Buckland did not limit his eating to animals. When he was shown a portion of the preserved heart of King Louis XIV, Buckland declared, “I have eaten many strange things, but have never eaten the heart of a king before,” and gobbled it down. Buckland’s son Francis carried on the family tradition by eating kangaroos, exotic birds, and elephant trunks.[7]
3 Elvis Presley
Elvis Presley, the King of Rock and Roll, was one of the greatest musical superstars of the 20th century, but for our purposes, we will be discussing him as one of the greatest eaters of the 20th century. The tales told of his gluttony are legion and have been mythologized. You may see some accounts that say he ate 65,000 calories a day. Better research has reduced this to a more modest 12,000 calories—five times the recommended amount.
Elvis loved the food of the American South. Fried chicken and greasy sides were among his favorites. His most famous meal dates from 1976. That year, he flew a group of friends to enjoy what he considered the best sandwich in the world—the Fool’s Gold Sandwich. This consisted of a loaf of bread, buttered and layered with peanut butter, jelly, and a whole pound of bacon. While it was designed to satisfy eight people, Elvis enjoyed a whole one to himself.[8]
2 Charles Domery
When a Polish soldier serving in the French navy was captured by the British in 1799, one of the most extreme cases of ravenous hunger was discovered. Dr. J. Johnston was called in to care for Domery and wrote up what he observed.
“The eagerness with which he attacks his beef when his stomach is not gorged, resembles the voracity of a hungry wolf, tearing off and swallowing it with canine greediness. When his throat is dry from continued exercise, he lubricates it by stripping the grease off the candles between his teeth, which he generally finishes at three mouthfuls, and wrapping the wick like a ball, string and all, sends it after at a swallow. He can, when no choice is left, make shift to dine on immense quantities of raw potatoes or turnips; but, from choice, would never desire to taste bread or vegetables.”
Over the course of a day, Domery was fed four pounds of raw cow’s udder, 10 pounds of raw beef, and a pound of candles. When Domery’s initial prison rations proved insufficient, he was known to have eaten a cat and 20 rats. It is said that while still serving on his ship, one of his crew mates had their leg blown off by a cannon, and Domery attempted to snatch up the severed limb to eat it.[9]
1 Tarrare
It is a biological fact that some people are hungrier than others. Sometimes, the signal that lets most people know they are satisfied does not register in the brain. These people have to live their lives always gnawed by ceaseless cravings to eat. The most famous victim of this lived in France at the end of the 18th century, and he was called Tarrare.

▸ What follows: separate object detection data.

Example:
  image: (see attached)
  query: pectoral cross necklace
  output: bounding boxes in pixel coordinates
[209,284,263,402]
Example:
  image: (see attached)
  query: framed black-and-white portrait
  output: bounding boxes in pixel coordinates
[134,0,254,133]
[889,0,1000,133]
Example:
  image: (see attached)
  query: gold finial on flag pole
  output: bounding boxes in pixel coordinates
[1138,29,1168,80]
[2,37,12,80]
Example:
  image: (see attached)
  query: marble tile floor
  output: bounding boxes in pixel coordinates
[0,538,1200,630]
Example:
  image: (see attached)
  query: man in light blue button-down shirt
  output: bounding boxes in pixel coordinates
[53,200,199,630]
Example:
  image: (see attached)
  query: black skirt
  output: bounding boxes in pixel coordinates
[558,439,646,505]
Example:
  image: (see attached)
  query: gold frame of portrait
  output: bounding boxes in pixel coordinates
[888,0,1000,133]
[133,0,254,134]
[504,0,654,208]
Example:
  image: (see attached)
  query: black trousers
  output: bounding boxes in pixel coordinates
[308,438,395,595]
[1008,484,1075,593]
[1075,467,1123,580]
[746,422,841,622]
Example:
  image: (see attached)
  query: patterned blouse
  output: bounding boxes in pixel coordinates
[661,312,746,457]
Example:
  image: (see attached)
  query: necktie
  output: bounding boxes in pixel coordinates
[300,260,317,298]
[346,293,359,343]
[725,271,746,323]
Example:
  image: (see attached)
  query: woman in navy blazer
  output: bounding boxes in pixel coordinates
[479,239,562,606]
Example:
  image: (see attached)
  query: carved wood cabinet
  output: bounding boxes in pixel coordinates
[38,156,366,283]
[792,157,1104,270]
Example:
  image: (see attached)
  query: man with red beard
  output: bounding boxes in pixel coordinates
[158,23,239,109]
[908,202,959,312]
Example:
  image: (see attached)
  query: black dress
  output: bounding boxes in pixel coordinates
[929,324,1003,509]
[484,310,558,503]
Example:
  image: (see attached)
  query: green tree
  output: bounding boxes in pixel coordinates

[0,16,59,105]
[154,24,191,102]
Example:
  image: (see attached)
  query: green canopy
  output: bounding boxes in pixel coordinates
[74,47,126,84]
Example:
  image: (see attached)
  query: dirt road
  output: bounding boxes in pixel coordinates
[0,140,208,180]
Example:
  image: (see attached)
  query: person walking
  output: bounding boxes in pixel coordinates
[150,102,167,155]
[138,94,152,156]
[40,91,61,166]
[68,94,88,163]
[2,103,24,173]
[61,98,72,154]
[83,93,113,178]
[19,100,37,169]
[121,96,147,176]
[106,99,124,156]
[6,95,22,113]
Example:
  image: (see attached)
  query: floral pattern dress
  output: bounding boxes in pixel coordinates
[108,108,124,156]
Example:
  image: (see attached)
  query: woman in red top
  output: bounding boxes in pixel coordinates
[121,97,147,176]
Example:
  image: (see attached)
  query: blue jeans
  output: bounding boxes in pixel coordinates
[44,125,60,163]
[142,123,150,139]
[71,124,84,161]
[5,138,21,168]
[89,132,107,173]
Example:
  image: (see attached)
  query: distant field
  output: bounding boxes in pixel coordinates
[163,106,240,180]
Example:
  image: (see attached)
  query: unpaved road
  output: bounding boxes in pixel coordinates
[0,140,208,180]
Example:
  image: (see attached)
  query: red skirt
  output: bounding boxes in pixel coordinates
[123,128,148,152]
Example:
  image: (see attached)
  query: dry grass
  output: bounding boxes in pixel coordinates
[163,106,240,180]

Because of his ravenous appetite, Tarrare was thrown out of his home by his parents, who could not afford to feed him. He began to perform on the street for money, and his act consisted of eating stones and live animals. Tarrare joined the army, but even getting four sets of rations, he was never full. He resorted to eating food he found in the gutters.
Tarrare was hospitalized for being chronically underweight despite his enormous diet. While there, he snuck out of the ward to satisfy his urges. He ate offal discarded from butchers, drank blood, and raided the morgue to try and eat the cadavers. Tarrare was only thrown out of the hospital when he was suspected of eating a 14-month-old infant. On Tarrare’s death, it was discovered that his stomach was vastly bigger than that of a normal person.[10]